Who can request examination?

You can request examination of your innovation patent, which requires you to pay the fee to examine the patent.

Alternatively, one of your competitors may require the examination of your innovation patent. They might do these in situations where they suspect that your invention infringes on a patent that they own. Where your competitor requests examination, they have to pay half the cost, and you have to pay the other half. If you decide not to pay, you could lose your innovation patent.

What can happen after the examination?

IP Australia is going to give you one of two responses after examination: successfully certified or failed to meet the requirements of the Patents Act.

Certification

If, following IP Australia’s examination of your innovation patent, it is approved, then you are the owner of a legally enforceable patent! You can enforce these rights against those who are infringing your patent.

On the flip side, once your innovation patent is certified, competitors may start their attack and try to take action to show that the patent is valid. Be prepared!

An adverse report

If IP Australia notifies you that your innovation patent does not meet the requirements of the Patents Act 1990, you will be issued with an adverse report. If someone else requested the examination of your innovation patent, they will also be issued with an adverse report.
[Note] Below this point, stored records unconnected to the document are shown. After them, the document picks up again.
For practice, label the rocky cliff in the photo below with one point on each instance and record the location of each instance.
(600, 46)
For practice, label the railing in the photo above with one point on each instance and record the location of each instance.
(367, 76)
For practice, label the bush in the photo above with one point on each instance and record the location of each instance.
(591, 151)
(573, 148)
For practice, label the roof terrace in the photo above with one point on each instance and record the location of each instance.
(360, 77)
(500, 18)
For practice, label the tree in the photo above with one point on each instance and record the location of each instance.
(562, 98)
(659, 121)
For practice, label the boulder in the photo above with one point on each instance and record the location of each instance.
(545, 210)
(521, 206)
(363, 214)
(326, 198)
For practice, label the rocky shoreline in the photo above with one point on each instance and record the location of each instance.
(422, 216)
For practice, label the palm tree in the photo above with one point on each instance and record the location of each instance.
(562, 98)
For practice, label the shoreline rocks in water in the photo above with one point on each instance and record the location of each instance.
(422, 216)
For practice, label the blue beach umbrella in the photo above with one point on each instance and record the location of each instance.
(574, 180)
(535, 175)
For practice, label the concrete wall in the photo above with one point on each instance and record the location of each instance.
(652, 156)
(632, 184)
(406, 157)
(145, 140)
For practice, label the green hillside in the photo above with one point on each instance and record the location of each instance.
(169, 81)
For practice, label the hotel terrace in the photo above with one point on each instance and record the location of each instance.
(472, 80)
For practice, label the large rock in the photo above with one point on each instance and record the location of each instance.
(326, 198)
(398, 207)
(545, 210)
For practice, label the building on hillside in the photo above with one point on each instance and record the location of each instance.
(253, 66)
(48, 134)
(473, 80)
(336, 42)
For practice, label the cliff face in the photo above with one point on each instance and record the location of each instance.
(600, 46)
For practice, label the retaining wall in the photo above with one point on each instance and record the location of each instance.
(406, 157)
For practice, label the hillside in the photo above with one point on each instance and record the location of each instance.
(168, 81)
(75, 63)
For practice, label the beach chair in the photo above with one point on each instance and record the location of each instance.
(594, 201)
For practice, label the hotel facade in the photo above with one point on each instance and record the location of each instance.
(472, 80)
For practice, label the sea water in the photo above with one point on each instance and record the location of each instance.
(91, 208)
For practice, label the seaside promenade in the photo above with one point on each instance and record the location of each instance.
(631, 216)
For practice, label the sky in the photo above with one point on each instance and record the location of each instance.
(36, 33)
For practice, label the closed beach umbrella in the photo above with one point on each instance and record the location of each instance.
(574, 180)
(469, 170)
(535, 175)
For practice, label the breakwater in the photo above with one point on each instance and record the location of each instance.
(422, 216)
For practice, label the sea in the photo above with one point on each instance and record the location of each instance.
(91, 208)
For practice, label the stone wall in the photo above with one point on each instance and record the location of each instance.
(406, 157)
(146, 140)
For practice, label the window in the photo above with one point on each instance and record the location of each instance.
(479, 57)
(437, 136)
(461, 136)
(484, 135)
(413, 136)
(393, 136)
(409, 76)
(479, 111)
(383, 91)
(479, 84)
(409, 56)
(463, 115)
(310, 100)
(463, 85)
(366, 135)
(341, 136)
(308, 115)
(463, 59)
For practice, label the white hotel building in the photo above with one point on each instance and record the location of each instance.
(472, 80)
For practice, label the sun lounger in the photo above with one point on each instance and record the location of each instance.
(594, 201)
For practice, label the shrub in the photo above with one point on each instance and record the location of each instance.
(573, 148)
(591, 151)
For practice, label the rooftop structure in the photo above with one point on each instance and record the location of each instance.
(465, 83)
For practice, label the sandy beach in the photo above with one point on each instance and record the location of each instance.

You could be given an adverse report for many reasons including that the inventions are not adequately described in the application or that it isn’t clear how the invention is different from existing technologies.

The adverse report will include objections that you will need to overcome for your innovation patent to be certified. If you can overcome these objections within six months from the first adverse report, you will be able to have your innovation patent approved.

Sometimes the objections can be overcome by merely making changes to the descriptions or the claims. You can do this several times, as long as it is resolved within the six month period. Otherwise, you will lose your innovation patent.

Conclusion

While the threshold for obtaining an innovation patent is lower, and the application process less stringent, certain requirements must be met. Very often patent applications are knocked back because the description or claims are not accurate. You should get assistance from an intellectual property professional who can help you prepare an application that reflects your invention accurately and meets the requirements under Patent law.